5. Kampanye Publik Nasional dan Internasional
Bersama organisasi seperti Greenpeace, pemerintah harus mendukung kampanye seperti #SaveRajaAmpat untuk meningkatkan kesadaran global. Kampanye ini memperkuat tekanan kolektif terhadap pelaku industri ekstraktif dan mendorong komitmen pemerintah untuk menjaga Raja Ampat sebagai destinasi wisata berkelanjutan.
6. Penguatan Peran Teknokrat dan Akademisi
Melibatkan teknokrat dan akademisi, seperti Akademi Ilmu Pengetahuan Indonesia (AIPI), dalam perumusan kebijakan memastikan pendekatan berbasis pengetahuan. Mereka dapat menjembatani data ilmiah dengan kebutuhan praktis pengambilan keputusan.
7. Pengembangan Ekowisata Berbasis Komunitas
Pemerintah dapat mendorong ekowisata berkelanjutan, seperti program homestay komunitas dan Festival Pesona Raja Ampat.

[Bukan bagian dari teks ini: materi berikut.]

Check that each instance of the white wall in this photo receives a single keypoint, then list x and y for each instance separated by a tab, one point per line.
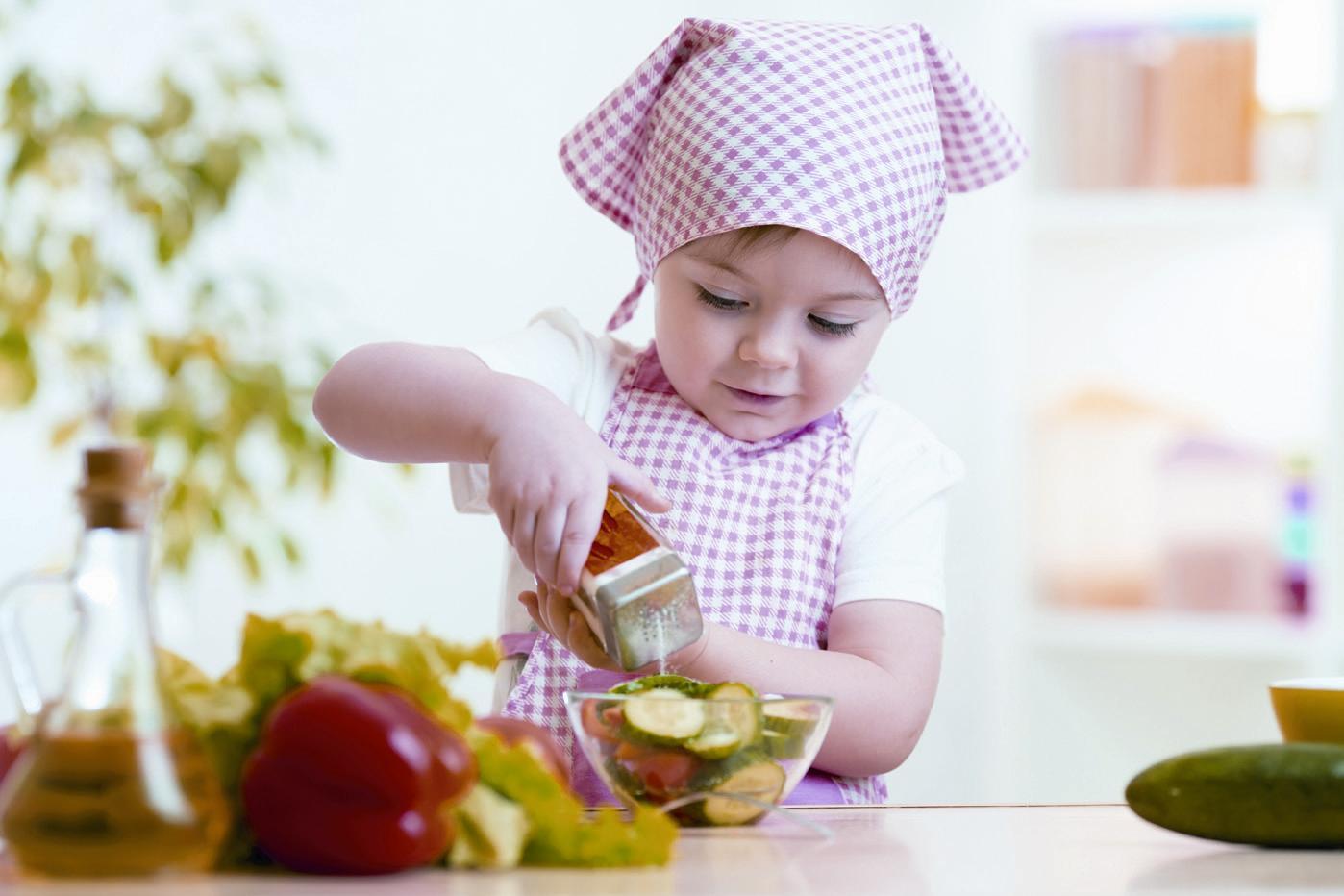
441	215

Ini mendukung perekonomian lokal sekaligus memperkuat identitas Raja Ampat sebagai destinasi wisata, bukan zona tambang.
Menyelamatkan Raja Ampat bukan hanya tentang melindungi keanekaragaman hayati, tetapi juga mewujudkan keadilan sosial dan ekologis. Dengan pendekatan komunikasi deliberatif ala Habermas, pemerintah dapat menciptakan kebijakan yang membebaskan, memberdayakan masyarakat adat, dan menjaga warisan dunia ini untuk generasi mendatang. Moratorium pertambangan, penguatan hak adat, dan reformasi perizinan adalah langkah mendesak. Seperti kata Mohammad Hatta, kekayaan alam Indonesia harus dimanfaatkan untuk kemakmuran rakyat, bukan segelintir elit. Mari bersatu menjaga Raja Ampat, karena menjaga alam berarti menjaga masa depan kita.